Easy does it: Language made simple

Americas Uncategorized

What language, invented in 1930, is still used by missionaries, airplane repairmen and the Voice of America? The answer is simple…

What do the words “genocide,” “suicide,” “embryo” and “visa” have in common?

This year, all four were added by the Voice of America to the language it calls Special English, which is also known as specialized English.

And what, exactly, is specialized English?

Well, let’s put it this way: If you wrote the phrase “specialized English” using only the 1,500 words the language allows, you would have to call it “simple

English.”

Which is, in fact, what most people call it.
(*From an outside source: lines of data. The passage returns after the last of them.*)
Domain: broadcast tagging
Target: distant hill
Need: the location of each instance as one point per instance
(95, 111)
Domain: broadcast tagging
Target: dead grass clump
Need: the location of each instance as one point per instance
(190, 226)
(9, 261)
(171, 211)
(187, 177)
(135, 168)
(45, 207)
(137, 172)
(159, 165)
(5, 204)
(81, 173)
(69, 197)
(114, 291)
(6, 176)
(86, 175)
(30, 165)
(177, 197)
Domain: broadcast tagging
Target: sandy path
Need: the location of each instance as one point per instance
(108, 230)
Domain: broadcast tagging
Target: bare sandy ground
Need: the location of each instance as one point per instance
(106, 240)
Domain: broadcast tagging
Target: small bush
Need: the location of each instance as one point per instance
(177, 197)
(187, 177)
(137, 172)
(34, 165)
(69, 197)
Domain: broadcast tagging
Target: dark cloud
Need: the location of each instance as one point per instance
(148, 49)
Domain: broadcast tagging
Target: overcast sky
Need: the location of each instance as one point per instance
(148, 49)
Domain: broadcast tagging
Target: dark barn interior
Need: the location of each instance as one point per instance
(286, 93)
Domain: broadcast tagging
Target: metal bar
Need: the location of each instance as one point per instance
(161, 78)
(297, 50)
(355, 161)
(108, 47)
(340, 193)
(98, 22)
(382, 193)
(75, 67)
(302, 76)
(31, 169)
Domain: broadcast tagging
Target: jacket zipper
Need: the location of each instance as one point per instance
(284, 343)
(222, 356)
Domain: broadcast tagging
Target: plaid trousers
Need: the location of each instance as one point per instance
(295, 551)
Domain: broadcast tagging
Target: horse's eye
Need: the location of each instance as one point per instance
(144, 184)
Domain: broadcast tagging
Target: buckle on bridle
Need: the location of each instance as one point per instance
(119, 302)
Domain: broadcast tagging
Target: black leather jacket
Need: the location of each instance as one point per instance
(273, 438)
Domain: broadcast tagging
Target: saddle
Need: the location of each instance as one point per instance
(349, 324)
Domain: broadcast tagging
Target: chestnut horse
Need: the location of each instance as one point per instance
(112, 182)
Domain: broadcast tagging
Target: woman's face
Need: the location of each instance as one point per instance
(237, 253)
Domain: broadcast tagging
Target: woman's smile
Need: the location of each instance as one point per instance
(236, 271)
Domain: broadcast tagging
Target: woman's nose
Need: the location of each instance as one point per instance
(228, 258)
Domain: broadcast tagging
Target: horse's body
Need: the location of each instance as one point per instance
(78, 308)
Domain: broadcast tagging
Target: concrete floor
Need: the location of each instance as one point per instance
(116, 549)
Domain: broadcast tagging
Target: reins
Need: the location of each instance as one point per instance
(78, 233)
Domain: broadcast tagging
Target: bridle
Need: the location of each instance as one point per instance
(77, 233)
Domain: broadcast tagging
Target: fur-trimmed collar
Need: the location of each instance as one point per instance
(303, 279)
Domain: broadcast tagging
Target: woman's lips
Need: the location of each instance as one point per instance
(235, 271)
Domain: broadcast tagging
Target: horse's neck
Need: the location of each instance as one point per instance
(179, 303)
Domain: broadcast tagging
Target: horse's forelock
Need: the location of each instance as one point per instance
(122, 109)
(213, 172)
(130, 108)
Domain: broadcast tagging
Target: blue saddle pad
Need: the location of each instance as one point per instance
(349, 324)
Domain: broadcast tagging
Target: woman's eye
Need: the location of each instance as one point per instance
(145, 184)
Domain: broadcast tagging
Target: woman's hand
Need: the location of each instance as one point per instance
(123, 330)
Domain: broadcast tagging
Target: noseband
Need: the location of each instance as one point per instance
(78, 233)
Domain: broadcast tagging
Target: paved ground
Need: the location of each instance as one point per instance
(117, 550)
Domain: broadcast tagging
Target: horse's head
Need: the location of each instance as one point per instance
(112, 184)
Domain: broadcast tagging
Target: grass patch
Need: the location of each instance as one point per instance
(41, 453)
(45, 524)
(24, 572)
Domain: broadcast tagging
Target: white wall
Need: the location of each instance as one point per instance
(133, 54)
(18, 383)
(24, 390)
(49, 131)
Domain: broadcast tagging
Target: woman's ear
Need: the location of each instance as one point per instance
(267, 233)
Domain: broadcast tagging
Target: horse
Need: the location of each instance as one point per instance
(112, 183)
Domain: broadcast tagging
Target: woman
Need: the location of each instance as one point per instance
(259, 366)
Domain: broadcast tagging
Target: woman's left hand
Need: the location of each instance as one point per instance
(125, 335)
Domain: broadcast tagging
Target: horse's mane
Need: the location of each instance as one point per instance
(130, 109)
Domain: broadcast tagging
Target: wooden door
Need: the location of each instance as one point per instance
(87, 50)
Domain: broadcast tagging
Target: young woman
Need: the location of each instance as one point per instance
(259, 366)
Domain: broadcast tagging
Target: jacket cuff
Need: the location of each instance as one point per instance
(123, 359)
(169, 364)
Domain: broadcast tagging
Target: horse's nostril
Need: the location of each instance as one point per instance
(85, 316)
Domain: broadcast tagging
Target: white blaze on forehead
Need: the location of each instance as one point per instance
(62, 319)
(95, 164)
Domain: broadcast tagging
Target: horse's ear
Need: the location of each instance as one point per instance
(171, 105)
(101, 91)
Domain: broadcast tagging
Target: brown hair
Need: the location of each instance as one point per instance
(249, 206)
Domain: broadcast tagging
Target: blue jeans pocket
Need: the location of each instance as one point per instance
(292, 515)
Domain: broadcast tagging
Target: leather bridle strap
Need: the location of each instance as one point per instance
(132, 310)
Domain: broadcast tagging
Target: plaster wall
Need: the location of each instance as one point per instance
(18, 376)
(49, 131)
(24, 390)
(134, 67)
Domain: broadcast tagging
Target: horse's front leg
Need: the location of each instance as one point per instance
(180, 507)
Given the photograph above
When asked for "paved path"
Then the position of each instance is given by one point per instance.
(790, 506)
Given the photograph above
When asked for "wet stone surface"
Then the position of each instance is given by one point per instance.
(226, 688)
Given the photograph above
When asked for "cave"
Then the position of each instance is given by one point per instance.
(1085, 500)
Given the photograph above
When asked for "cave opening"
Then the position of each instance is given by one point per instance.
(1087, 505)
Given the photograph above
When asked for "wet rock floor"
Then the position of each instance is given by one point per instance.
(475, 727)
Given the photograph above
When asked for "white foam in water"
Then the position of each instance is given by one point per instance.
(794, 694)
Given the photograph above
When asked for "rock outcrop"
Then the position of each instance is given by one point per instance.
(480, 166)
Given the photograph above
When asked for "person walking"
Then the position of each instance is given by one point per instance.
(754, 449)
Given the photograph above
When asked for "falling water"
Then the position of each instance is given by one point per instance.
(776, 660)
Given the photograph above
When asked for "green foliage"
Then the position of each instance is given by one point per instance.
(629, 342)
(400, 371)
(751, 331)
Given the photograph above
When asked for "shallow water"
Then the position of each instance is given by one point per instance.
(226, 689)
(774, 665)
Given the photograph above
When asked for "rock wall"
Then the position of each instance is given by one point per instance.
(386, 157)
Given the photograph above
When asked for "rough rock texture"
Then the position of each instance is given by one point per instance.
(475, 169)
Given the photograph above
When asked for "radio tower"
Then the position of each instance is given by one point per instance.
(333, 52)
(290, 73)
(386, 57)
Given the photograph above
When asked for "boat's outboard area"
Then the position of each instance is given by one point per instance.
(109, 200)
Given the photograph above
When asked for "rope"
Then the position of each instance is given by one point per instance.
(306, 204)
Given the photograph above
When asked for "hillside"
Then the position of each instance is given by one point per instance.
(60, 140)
Simple English is a catchall term for the various versions of English that use a reduced vocabulary and bare-bones grammar to communicate cross-culturally,

especially online.

“There are a number of simple Englishes,” said Elly van Gelderen, a professor of the history of English at Arizona State University. Besides the VOA version,

there is Aerospace and Defense Simplified Technical English, used by the European aerospace industry since 1986 to streamline communications, especially in

maintenance guides for commercial airplanes.

So planes won’t crash because of bad grammar.

Another, called EasyEnglish, helps some Christian missionaries take their message abroad.

So souls won’t be lost to verbosity.

But the most influential version is the first: Basic English, developed in the 1930s. With some modifications, this version is still in use at the VOA,

mostly for broadcasts to the Third World.

For Shelly Gollust, chief of Special English at the VOA, removing words from the English language is a special art.

“It’s almost like Hemingway,” she said. “You can write something easy and direct, and it’s more powerful that way.”

The VOA has been broadcasting the news in Special English since 1959. Read at two-thirds average speed-at … two- … thirds … average … speed- these

news broadcasts and feature stories are cobbled together from the list of 1,500 allowable words.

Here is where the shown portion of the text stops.